Widespread specific intron-retention events in nuclear RNA complexes identified by sedimentation analysis of pluripotent cellular extracts

  1. John L Rinn1,4
  1. 1 BioFrontiers Institute, University of Colorado Boulder;
  2. 2 Instituto de Ciências Biológicas, Universidade Federal de Minas Gerais;
  3. 3 INSPER-Institute of Education and Research
  • * Corresponding author; email: john.rinn{at}colorado.edu
  • Abstract

    Many essential cellular processes require RNA to interact with protein(s) to form ribonucleic protein complexes (RNPs). For example, all cellular proteins are produced by the ribosome - a large and stable RNP, gene splicing requires a choreography of numerous small and large RNPs, even the replication of telomeric DNA requires an RNP. All these examples are stable RNPs that exhibit specific sedimentation rates (e.g., in a sucrose gradient) based on the composition of RNA and protein. In this study we aimed to identify RNA components of discrete RNPs on a transcriptome-wide scale. Using sucrose-gradient sedimentation followed by sequencing, we identified 1,057 RNA transcripts, both coding and noncoding, that are likely to be components of cellular RNPs. We named these transcripts Gradient Enriched Transcripts (GETs). GETs were predominantly nuclear, metabolically stable, and they were not the major splice isoforms but instead each contained a specific retained intron. Collectively our study reveals a widespread phenomenon of a specific intron being retained in a stable nuclear RNPs.

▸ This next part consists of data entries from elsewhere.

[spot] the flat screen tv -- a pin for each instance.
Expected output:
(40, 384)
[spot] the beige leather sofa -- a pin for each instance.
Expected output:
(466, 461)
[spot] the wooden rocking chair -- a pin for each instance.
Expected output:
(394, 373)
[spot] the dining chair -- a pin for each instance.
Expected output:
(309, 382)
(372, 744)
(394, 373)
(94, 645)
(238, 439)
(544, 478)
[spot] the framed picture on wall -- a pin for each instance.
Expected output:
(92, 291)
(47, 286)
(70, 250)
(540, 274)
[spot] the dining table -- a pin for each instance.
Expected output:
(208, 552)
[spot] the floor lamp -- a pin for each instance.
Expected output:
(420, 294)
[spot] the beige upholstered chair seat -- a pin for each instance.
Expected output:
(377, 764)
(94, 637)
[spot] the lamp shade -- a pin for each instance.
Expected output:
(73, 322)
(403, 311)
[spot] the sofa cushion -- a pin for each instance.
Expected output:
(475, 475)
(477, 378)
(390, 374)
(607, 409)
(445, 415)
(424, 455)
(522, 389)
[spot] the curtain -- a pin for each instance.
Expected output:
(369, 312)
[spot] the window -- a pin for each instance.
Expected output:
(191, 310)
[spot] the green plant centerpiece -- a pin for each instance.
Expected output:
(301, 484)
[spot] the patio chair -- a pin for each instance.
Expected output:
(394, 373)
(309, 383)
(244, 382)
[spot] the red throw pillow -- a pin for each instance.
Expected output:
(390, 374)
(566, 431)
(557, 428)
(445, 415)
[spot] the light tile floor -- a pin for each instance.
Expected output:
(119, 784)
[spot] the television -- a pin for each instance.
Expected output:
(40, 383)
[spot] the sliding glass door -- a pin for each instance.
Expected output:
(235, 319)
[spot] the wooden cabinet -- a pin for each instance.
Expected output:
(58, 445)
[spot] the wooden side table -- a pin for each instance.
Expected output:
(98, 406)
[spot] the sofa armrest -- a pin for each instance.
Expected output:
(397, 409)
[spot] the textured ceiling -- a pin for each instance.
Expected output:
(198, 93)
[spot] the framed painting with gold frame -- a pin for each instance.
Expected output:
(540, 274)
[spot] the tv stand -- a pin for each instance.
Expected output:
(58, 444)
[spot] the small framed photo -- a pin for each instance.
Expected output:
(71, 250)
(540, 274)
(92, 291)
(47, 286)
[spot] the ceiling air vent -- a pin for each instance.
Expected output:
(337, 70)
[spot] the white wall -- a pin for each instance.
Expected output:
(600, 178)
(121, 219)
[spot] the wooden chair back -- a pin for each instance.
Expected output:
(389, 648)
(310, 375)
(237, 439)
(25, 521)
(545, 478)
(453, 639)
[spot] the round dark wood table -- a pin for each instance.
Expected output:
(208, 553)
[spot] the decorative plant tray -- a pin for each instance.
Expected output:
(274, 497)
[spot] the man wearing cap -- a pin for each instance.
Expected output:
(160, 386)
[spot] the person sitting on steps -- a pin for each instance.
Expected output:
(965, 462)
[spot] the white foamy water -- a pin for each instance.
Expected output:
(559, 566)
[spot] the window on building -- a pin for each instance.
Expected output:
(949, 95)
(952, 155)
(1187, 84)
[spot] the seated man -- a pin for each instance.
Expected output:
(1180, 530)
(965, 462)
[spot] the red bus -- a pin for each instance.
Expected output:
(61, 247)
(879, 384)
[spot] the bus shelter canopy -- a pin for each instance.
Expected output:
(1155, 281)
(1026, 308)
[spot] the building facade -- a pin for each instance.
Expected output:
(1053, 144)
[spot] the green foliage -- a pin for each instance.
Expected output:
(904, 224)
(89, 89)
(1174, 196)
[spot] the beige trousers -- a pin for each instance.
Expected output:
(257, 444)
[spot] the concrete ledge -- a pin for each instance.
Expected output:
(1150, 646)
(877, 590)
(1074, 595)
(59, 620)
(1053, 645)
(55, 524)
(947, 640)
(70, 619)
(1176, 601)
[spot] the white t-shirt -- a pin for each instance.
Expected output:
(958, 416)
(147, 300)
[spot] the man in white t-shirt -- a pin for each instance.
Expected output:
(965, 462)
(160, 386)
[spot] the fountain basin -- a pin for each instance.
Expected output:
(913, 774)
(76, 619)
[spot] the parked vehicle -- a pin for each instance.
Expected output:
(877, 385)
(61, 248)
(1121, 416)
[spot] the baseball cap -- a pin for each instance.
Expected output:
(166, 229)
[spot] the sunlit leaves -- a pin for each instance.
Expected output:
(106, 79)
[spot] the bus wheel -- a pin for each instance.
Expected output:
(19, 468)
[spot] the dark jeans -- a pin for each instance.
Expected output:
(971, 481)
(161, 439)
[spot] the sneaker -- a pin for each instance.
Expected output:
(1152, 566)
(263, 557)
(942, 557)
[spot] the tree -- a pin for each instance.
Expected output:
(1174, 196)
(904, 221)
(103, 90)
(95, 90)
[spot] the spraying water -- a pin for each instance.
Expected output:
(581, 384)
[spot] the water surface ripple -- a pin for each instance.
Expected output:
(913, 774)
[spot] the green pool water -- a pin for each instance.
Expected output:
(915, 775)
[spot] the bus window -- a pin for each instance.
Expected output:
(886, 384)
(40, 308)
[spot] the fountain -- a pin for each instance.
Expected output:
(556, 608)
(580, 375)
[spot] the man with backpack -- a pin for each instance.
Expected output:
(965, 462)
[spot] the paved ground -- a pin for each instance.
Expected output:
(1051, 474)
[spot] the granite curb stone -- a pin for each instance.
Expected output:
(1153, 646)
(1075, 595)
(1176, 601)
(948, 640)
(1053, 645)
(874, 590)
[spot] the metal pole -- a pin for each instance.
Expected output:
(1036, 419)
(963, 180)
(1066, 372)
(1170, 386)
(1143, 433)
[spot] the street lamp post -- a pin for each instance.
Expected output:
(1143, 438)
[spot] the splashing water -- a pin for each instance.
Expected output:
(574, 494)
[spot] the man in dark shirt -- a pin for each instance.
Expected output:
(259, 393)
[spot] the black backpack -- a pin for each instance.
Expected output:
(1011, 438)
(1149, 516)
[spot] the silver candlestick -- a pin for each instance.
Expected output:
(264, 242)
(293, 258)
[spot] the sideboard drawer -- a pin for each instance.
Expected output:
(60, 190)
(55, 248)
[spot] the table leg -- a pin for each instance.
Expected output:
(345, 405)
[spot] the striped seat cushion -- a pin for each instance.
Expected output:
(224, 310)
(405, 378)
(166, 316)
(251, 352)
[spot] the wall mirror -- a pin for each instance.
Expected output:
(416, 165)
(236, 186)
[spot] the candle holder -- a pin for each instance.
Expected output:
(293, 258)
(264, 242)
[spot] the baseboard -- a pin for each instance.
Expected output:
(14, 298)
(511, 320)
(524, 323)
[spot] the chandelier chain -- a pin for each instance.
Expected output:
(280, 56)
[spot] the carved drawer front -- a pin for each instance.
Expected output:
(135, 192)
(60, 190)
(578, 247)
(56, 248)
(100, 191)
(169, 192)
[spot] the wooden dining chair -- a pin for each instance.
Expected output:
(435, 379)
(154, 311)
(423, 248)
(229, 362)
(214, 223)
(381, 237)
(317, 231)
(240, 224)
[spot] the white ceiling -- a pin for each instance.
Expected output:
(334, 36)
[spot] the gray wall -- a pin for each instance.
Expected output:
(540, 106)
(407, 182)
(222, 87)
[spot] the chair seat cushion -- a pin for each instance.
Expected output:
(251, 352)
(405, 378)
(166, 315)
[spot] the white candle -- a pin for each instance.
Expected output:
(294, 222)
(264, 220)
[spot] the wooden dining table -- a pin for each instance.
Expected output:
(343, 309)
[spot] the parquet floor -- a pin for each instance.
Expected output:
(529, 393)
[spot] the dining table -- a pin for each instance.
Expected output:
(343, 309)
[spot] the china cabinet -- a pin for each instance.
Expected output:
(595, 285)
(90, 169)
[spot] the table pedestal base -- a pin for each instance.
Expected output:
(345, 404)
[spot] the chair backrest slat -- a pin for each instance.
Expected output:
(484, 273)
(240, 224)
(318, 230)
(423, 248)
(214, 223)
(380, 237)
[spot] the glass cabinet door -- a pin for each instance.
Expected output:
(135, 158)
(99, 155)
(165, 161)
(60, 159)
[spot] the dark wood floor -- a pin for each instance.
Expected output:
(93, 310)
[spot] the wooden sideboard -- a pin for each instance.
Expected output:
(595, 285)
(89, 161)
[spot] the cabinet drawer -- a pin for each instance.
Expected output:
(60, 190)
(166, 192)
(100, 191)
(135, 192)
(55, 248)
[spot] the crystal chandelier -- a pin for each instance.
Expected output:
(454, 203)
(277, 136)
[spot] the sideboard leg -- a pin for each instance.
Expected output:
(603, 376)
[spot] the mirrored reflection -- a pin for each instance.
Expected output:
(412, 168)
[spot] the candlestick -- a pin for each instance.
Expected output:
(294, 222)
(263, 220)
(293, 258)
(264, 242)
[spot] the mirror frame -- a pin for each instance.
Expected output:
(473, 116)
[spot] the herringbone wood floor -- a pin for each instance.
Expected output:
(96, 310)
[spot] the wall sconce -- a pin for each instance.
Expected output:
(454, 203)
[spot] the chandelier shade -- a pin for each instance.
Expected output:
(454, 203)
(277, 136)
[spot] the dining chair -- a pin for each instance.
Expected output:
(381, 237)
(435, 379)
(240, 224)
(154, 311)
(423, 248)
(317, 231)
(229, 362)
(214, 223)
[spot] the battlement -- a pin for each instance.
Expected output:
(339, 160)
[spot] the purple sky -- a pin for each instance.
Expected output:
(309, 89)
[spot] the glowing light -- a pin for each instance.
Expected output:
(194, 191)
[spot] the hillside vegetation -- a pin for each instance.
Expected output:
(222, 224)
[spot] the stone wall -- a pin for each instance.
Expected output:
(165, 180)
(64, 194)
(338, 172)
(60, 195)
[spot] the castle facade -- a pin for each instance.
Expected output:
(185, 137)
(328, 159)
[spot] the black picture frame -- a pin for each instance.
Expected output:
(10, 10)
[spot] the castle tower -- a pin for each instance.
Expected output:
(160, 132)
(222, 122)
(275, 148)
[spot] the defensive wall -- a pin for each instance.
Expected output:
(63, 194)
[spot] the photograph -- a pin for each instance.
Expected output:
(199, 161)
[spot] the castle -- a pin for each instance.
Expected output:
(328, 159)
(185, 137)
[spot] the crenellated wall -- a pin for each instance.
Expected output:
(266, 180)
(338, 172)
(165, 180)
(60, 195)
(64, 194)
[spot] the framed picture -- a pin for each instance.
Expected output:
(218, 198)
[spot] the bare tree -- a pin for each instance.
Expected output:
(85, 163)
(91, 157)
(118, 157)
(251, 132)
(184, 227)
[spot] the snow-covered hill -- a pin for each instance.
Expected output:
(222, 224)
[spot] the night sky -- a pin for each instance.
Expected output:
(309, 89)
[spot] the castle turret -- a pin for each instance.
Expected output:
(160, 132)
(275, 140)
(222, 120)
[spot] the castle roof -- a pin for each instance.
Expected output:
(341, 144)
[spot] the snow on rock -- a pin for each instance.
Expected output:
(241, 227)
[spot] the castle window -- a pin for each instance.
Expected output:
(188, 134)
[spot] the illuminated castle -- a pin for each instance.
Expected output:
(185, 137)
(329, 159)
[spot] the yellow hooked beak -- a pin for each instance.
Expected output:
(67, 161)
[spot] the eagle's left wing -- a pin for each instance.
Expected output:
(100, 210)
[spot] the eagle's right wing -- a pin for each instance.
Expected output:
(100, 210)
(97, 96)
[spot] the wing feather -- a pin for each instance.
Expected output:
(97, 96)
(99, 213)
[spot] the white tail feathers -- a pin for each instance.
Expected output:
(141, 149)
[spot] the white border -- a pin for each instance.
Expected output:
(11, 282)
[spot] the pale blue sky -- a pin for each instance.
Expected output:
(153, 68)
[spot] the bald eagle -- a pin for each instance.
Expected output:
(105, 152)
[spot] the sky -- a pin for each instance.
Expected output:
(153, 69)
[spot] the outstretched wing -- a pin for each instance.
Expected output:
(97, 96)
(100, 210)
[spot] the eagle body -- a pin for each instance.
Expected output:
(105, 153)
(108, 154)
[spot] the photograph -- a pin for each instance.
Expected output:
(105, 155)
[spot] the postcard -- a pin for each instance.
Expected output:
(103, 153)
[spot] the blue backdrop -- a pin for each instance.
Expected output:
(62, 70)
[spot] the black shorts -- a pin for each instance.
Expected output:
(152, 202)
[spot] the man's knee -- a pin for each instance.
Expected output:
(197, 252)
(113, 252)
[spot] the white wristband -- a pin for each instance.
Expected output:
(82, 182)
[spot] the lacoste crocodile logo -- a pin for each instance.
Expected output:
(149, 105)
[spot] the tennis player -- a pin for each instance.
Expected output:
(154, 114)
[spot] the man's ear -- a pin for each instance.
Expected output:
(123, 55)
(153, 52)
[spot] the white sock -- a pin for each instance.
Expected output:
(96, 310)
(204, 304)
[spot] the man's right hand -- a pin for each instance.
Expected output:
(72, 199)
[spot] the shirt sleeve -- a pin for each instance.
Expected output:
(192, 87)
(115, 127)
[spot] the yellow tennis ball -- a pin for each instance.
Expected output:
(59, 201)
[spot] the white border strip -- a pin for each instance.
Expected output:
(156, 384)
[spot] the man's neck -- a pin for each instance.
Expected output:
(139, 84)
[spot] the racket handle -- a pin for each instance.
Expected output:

    • Received January 17, 2025.
    • Accepted August 21, 2025.

    This article is distributed exclusively by Cold Spring Harbor Laboratory Press for the first six months after the full-issue publication date (see https://genome.cshlp.org/site/misc/terms.xhtml). After six months, it is available under a Creative Commons License (Attribution-NonCommercial 4.0 International), as described at http://creativecommons.org/licenses/by-nc/4.0/.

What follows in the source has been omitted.